A programação foi marcada por apresentações e debates com pesquisadores da instituição, referência nacional em pesquisa aplicada à produção animal, abordando temas estratégicos como sanidade, biosseguridade, sistemas de produção e sustentabilidade.
Um dos destaques foi o debate sobre gestão de dejetos e uso eficiente de recursos naturais. Segundo o pesquisador sênior, Airton Kunz, o setor já conta com diferentes rotas tecnológicas para o tratamento de resíduos, com foco no aproveitamento energético e na redução de impactos ambientais.
“Estamos trabalhando com processos de tratamento de dejetos da produção animal de maneira geral. A lógica é termos alternativas para recuperar o biogás, tratar os efluentes, recuperar nutrientes e fazer o reuso da água”, destacou.
O pesquisador também enfatizou a importância do uso racional da água nos sistemas produtivos. “A água será uma commodity do futuro dentro da produção animal. Precisamos investir em estratégias que permitam racionalizar e reutilizar esse recurso, reduzindo a captação em rios e poços”, completou.
Outro tema de relevância foi a destinação adequada de animais mortos nas granjas. De acordo com o chefe geral Everton Krabbe, o manejo incorreto pode representar riscos sanitários significativos.
“Os animais mortos podem atrair moscas e outros vetores capazes de disseminar doenças. Estudos já comprovam a presença de vírus de interesse zootécnico nesses insetos”, alertou.
Entre as alternativas apresentadas, destacam-se soluções acessíveis como a compostagem de animais inteiros, além do uso de biodigestores para geração de biogás. “O mais importante é que o produtor compreenda que animais mortos não podem permanecer próximos aos animais saudáveis. O destino correto e ágil é fundamental para a biosseguridade da propriedade”, reforçou.
A visita também trouxe uma abordagem ampla sobre sanidade e organização dos sistemas produtivos. Conforme a pesquisadora destacou Jalusa Kich, a biosseguridade deve ser encarada como uma oportunidade estratégica para o crescimento da suinocultura.

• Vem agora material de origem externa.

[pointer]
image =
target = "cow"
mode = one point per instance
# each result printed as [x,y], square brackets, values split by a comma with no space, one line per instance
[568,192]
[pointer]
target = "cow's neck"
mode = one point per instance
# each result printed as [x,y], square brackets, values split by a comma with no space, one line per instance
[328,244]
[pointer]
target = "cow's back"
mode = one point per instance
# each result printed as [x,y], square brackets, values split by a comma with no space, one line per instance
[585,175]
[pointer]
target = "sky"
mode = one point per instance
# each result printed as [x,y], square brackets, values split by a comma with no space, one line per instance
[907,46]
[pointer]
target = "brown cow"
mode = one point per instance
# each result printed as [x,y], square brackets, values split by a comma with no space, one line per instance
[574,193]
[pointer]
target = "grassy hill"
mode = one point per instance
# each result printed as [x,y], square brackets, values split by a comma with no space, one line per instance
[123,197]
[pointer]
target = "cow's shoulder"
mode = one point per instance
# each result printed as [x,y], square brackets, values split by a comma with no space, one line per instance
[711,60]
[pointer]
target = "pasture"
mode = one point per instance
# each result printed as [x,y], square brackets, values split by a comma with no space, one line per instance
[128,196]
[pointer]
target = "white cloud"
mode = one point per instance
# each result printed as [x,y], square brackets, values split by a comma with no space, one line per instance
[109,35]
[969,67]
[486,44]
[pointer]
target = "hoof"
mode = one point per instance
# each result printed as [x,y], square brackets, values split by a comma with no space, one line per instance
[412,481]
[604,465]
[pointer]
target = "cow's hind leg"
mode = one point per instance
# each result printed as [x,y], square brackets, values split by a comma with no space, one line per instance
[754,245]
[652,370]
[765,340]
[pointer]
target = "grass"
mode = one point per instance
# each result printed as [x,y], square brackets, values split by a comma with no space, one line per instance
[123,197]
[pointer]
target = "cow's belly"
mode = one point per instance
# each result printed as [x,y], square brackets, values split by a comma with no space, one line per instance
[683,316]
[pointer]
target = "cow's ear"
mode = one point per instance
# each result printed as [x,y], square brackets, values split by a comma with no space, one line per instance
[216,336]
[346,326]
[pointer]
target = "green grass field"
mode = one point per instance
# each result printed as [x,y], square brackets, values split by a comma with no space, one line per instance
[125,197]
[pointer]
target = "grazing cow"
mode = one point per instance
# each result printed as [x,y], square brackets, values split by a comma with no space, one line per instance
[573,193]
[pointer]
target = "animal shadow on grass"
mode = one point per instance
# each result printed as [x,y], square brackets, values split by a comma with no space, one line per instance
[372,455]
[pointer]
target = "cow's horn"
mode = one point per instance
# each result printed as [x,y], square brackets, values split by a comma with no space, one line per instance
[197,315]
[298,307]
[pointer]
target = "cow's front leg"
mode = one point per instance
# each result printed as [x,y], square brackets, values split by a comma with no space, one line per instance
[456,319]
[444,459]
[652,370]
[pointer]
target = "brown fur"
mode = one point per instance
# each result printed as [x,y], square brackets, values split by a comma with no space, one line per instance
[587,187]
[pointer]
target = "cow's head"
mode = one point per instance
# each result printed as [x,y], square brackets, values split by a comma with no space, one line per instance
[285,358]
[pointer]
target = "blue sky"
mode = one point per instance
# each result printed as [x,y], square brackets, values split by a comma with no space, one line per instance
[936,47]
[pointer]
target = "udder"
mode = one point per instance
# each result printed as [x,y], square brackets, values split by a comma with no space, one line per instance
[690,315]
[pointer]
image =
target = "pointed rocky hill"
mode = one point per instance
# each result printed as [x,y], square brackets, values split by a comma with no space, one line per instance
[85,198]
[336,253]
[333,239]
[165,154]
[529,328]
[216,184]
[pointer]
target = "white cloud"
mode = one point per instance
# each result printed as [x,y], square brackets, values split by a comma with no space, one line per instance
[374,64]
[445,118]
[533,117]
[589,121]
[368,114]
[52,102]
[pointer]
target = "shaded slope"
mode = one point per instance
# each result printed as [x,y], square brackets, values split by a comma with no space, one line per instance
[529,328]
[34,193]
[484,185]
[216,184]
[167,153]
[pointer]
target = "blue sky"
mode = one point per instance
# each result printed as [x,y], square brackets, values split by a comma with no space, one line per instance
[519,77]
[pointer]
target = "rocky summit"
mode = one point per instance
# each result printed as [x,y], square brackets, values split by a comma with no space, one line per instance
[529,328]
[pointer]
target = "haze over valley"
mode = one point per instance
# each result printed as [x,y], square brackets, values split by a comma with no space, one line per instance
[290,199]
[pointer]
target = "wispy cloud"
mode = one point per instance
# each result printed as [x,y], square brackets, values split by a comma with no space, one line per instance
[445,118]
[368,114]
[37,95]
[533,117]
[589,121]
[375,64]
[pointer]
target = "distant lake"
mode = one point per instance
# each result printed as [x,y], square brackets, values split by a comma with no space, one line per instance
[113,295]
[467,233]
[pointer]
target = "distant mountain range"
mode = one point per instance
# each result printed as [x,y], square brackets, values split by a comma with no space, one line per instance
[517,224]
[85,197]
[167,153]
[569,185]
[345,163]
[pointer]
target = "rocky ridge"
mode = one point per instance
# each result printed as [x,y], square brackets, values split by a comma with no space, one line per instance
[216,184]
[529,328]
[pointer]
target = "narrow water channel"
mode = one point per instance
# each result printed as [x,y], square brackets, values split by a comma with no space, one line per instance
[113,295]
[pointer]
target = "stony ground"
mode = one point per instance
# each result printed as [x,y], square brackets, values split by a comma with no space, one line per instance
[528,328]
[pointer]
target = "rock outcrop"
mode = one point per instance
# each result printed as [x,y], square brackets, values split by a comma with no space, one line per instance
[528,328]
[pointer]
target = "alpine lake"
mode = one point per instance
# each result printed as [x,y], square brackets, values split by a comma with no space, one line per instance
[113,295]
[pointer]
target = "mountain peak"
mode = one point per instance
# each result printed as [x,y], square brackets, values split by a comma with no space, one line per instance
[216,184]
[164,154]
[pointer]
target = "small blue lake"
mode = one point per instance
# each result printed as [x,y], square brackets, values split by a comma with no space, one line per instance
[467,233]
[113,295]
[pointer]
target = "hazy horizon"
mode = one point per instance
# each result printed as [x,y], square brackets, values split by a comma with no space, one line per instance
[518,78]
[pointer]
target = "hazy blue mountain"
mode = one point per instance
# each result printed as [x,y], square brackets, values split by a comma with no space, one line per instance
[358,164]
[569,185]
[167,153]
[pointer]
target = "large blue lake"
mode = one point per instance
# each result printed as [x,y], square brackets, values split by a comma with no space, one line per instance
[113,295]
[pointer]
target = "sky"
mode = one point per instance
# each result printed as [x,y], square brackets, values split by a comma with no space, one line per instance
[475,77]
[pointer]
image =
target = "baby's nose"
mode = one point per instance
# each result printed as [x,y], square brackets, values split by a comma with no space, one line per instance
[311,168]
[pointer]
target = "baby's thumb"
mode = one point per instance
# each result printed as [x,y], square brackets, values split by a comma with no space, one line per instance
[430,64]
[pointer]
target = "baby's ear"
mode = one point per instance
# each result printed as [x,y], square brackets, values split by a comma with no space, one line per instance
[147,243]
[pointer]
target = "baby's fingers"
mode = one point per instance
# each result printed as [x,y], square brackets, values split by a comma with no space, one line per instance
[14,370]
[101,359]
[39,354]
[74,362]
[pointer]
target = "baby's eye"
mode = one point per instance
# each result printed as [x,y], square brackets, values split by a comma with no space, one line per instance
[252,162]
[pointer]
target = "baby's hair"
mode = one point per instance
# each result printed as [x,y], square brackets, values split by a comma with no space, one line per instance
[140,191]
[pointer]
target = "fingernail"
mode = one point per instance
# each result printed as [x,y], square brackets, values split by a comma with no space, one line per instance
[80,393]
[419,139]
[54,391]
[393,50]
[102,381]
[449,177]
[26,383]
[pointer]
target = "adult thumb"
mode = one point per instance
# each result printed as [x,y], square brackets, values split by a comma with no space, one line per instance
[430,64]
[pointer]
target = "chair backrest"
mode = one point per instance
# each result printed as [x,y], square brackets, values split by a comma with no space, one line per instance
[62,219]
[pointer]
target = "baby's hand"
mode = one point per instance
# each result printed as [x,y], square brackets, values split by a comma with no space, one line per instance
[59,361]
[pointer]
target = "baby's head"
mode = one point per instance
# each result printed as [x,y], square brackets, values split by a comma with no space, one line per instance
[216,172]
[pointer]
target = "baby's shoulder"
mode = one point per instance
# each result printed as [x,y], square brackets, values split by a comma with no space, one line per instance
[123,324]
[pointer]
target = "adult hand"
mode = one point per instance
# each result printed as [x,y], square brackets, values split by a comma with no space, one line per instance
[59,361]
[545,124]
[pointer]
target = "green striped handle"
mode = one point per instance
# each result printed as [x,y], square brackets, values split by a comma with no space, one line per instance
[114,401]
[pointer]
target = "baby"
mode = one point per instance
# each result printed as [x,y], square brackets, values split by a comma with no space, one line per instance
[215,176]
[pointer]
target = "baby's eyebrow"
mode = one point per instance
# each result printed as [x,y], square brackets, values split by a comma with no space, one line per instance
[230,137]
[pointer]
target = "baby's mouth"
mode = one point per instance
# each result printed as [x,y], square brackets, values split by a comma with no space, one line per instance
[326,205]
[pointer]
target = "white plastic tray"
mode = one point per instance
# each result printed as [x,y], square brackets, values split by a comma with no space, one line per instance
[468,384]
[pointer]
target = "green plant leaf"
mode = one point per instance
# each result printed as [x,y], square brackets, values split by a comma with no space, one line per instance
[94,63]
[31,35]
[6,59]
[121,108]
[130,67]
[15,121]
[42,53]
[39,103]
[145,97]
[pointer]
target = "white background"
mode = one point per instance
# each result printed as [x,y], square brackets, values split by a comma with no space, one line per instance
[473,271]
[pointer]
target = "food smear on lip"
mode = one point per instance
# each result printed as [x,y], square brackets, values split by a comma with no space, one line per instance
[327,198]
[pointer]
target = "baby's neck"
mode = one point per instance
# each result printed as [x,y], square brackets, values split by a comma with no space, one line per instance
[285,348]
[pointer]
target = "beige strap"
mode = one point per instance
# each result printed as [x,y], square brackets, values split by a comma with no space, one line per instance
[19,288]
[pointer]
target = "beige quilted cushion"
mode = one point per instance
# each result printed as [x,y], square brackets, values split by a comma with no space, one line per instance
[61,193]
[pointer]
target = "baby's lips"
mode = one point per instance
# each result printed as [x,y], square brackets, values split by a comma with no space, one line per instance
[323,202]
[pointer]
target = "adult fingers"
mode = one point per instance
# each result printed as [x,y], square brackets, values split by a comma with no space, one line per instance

“Discutimos conceitos de sanidade, diferenças entre sistemas de produção e, principalmente, a importância da biosseguridade como diferencial competitivo. Regiões com menor densidade produtiva, como Mato Grosso, possuem vantagens sanitárias importantes para expansão da atividade”, afirmou.
O presidente da Acrismat, Frederico Tannure Filho, destacou a importância de realizar a missão técnica em Santa Catarina, estado reconhecido como referência nacional na produção suinícola tecnificada.
“Estar em Santa Catarina, que é o berço da suinocultura tecnificada no Brasil, permite que nossos produtores tenham contato direto com as melhores práticas, tecnologias e modelos produtivos consolidados. Essa troca de conhecimento é fundamental para que possamos avançar com mais segurança, eficiência e competitividade em Mato Grosso”, afirmou.
Para a Acrismat, a aproximação com instituições de excelência como a Embrapa reforça o compromisso da entidade com o desenvolvimento sustentável e competitivo da suinocultura mato-grossense.
A iniciativa integra um conjunto de ações voltadas à capacitação dos produtores e à disseminação de tecnologias que contribuam para o fortalecimento da cadeia produtiva, ampliando oportunidades e elevando o padrão sanitário e produtivo do setor.
Participaram da visita técnica o diretor executivo da Acrismat, Custódio Rodrigues, o médico veterinário Junio César Santos, Jair Kreibich, os suinocultores Jorge Augusto Salles, Gilmara Forquezatto, Raquel Martelli, Marcel Sachetti, o coordenador de inteligência de mercado do Imea, Rodrigo Silva, o gestor de projetos do Fórum Agro MT, Carlos Bolzan, o diretor de relações institucionais da Famato, Ronaldo Vinha, a médica veterinária e fiscal de sanidade suídea do Indea-MT, Daniela Schettino, a superintendente de agronegócio e Energia da Sedec-MT, Camila Vez Batti, Fiscal Agropecuária da Sedec Milene Vidotti e o diretor presidente da Invest MT, Mirael Praeiro.